Nationalgeographic.co.id—Banyak orang yang merasakan nyeri sendi dan migrain saat cuaca dingin. Apakah ini hanya perasaan subjektif, atau ada penjelasan ilmiah di baliknya? Simak fakta menariknya.
Pasien dari ahli saraf, Werner Becker, sering kali menyebutkan satu pemicu umum migrain mereka yaitu perubahan cuaca. Terutama saat badai datang dan tekanan udara turun, mereka merasakan migrain yang lebih parah.
"Beberapa pasien bahkan merasa diri mereka seperti barometer manusia," ungkap Becker, seorang profesor emeritus di Department of Clinical Neurosciences di University of Calgary Cumming School of Medicine.

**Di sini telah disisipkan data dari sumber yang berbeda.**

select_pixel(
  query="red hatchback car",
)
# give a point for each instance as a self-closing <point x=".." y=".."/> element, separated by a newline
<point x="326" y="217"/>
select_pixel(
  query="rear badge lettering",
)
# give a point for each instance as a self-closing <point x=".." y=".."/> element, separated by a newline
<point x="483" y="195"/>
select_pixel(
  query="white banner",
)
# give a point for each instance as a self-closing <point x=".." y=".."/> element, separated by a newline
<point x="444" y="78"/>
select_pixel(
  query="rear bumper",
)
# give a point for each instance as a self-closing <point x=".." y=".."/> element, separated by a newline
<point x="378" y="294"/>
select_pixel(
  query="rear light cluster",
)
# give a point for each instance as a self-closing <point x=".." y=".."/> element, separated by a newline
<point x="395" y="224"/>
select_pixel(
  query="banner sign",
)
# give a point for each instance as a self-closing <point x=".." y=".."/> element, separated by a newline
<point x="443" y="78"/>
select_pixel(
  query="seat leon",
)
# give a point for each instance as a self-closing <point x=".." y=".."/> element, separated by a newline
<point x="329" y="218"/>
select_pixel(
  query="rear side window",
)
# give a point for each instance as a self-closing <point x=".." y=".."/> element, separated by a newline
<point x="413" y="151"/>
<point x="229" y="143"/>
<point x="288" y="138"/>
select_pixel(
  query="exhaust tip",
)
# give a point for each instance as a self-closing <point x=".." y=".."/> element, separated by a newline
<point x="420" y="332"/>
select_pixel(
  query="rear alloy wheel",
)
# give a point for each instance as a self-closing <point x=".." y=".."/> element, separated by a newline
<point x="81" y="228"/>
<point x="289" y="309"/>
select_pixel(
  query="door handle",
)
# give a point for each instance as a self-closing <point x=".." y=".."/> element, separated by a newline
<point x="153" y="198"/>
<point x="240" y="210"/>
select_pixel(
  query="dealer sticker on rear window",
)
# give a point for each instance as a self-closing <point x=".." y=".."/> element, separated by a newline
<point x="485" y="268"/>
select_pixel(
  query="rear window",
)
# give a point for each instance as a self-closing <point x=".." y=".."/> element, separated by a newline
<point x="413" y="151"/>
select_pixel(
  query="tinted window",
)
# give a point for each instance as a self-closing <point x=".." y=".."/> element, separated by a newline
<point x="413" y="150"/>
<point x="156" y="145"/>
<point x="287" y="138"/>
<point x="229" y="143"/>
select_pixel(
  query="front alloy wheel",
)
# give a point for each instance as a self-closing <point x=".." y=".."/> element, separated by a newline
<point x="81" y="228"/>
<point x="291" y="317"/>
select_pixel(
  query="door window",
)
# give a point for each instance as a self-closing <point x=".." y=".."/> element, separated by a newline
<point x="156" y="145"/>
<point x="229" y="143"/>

Bukan hanya penderita migrain yang merasakan dampaknya. Sekitar dua per tiga orang dengan artritis dan fibromyalgia juga melaporkan peningkatan nyeri sendi dan otot saat cuaca buruk.
Perubahan cuaca lokal sering kali membuat orang lebih sering mencari informasi tentang gejala nyeri di internet. Bahkan, 70 persen penderita nyeri kronis mengaku akan mengubah rencana mereka jika cuaca memburuk.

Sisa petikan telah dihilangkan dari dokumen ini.